Find out all the connect components in the graph that contain the start nodes.
The graph used as input is generated by the SGA - String Graph Assembler. SGA is a de novo genome assembler based on the concept of string graphs. The major goal of SGA is to be very memory efficient, which is achieved by using a compressed representation of DNA sequence reads. link: https://github.com/jts/sga#sga---string-graph-assembler
the python version is 3.6.5
the graph that generated by the SGA is saved in asqg format, which contains all the information of vertices and edges,and only the information about edges are needed. Filtering out all the unnecessary data is easy with the help of zgrep command in linux.

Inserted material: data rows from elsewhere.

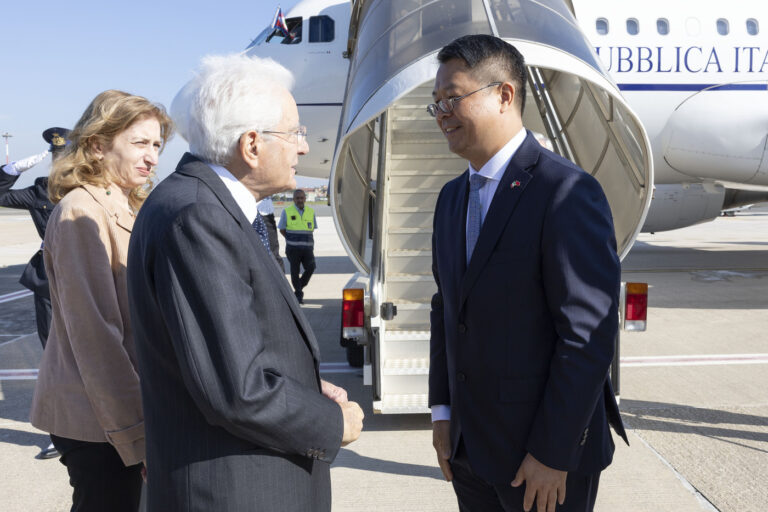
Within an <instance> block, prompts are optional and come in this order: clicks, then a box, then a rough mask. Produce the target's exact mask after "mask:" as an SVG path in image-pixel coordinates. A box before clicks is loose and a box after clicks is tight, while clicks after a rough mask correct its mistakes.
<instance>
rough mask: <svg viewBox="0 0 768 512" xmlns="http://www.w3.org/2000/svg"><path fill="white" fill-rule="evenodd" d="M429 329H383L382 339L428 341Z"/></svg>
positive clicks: (428, 340)
mask: <svg viewBox="0 0 768 512" xmlns="http://www.w3.org/2000/svg"><path fill="white" fill-rule="evenodd" d="M429 338H430V333H429V330H424V331H406V330H402V331H397V332H391V331H384V334H383V336H382V340H383V341H429Z"/></svg>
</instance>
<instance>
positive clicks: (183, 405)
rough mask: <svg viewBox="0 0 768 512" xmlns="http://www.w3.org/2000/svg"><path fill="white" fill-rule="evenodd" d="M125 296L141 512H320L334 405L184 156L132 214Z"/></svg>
mask: <svg viewBox="0 0 768 512" xmlns="http://www.w3.org/2000/svg"><path fill="white" fill-rule="evenodd" d="M128 285H129V286H128V289H129V297H130V304H131V317H132V320H133V325H134V328H135V333H134V336H135V340H136V347H137V352H138V359H139V361H138V362H139V371H140V377H141V388H142V398H143V402H144V414H145V426H146V439H147V467H148V473H149V477H148V479H149V482H148V505H149V509H150V510H157V511H167V510H185V511H192V510H199V511H216V510H221V511H230V510H296V511H306V510H330V462H331V461H333V459H334V457H335V456H336V453H337V451H338V449H339V446H340V444H341V438H342V433H343V418H342V413H341V409H340V408H339V406H338V405H337V404H336V403H334V402H333V401H331V400H329V399H328V398H326V397H324V396H322V395H321V391H320V374H319V367H318V364H319V363H318V359H319V354H318V347H317V341H316V340H315V337H314V335H313V334H312V331H311V329H310V326H309V324H308V323H307V320H306V318H305V317H304V315H303V314H302V312H301V309H300V308H299V306H298V304H297V302H296V299H295V297H294V295H293V292H292V291H291V290H290V288H289V286H288V284H287V282H286V280H285V278H284V276H283V275H282V274H281V272H280V271H278V268H277V266H276V265H275V261H274V259H273V257H272V255H271V254H270V253H269V252H267V250H266V248H265V247H264V246H263V245H262V243H261V241H260V240H259V238H258V236H257V234H256V233H255V231H254V229H253V227H252V226H251V224H250V223H249V222H248V220H247V219H246V217H245V215H244V214H243V213H242V211H241V210H240V208H239V207H238V205H237V203H236V202H235V201H234V199H233V198H232V196H231V194H230V193H229V191H228V190H227V188H226V187H225V186H224V184H223V183H222V181H221V179H220V178H219V177H218V176H217V175H216V174H215V173H214V172H213V170H211V168H210V167H208V166H207V165H205V164H204V163H202V162H201V161H199V160H197V159H196V158H195V157H193V156H191V155H189V154H186V155H185V156H184V157H183V158H182V160H181V162H180V163H179V166H178V167H177V169H176V172H175V173H173V174H172V175H171V176H169V177H168V178H166V179H165V180H163V182H162V183H160V184H159V185H158V187H157V188H156V189H155V190H154V191H153V192H152V193H151V194H150V196H149V198H148V199H147V200H146V202H145V203H144V205H143V206H142V208H141V211H140V212H139V215H138V217H137V219H136V223H135V225H134V228H133V234H132V236H131V243H130V248H129V253H128Z"/></svg>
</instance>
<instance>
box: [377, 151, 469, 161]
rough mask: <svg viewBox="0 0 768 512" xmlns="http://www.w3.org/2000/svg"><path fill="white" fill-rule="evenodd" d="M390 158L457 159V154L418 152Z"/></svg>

In a terminal of linux, run the fllowing command:
- zgrep "ED.*" filename > output_filename
- gzip output_filename
If you have enough memory to handle a huge graph, use search.py for better time-efficient,whole graph will be loaded into memory for further process. A graph that contains two million nodes need at least 13 GB memory.
Usage: search.py graph_file sam_file
Example: search.py example.gz example.sam
- If you don't have enough memory, use db_build.py to build a SQLite database on your hard disk first.
Usage: db_build.py graph_file graph_database
Example: db_build.py example.gz my_database.db
- After the database is built, use search_d.py to do the search.
Usage: search_d.py graph_database sam_file
Example: search_d.py my_database.db example.sam
-
change the directory to the directory that contains your data.
cd your_dir
-
do preprocessing, note that graph.asqg.gz is the output of SGA. gzip is used to compress the file to save space.
zgrep "ED.*" graph.asqg.gz > example.txt gzip example.txt
-
if you have enough memory:
python search.py example.gz example.sam
then check the result in the result.txt.
-
if the memory is not enough:
python db_build.py example.gz my_database.db python search_d.py my_database.db example.sam
then check the result in the result.txt.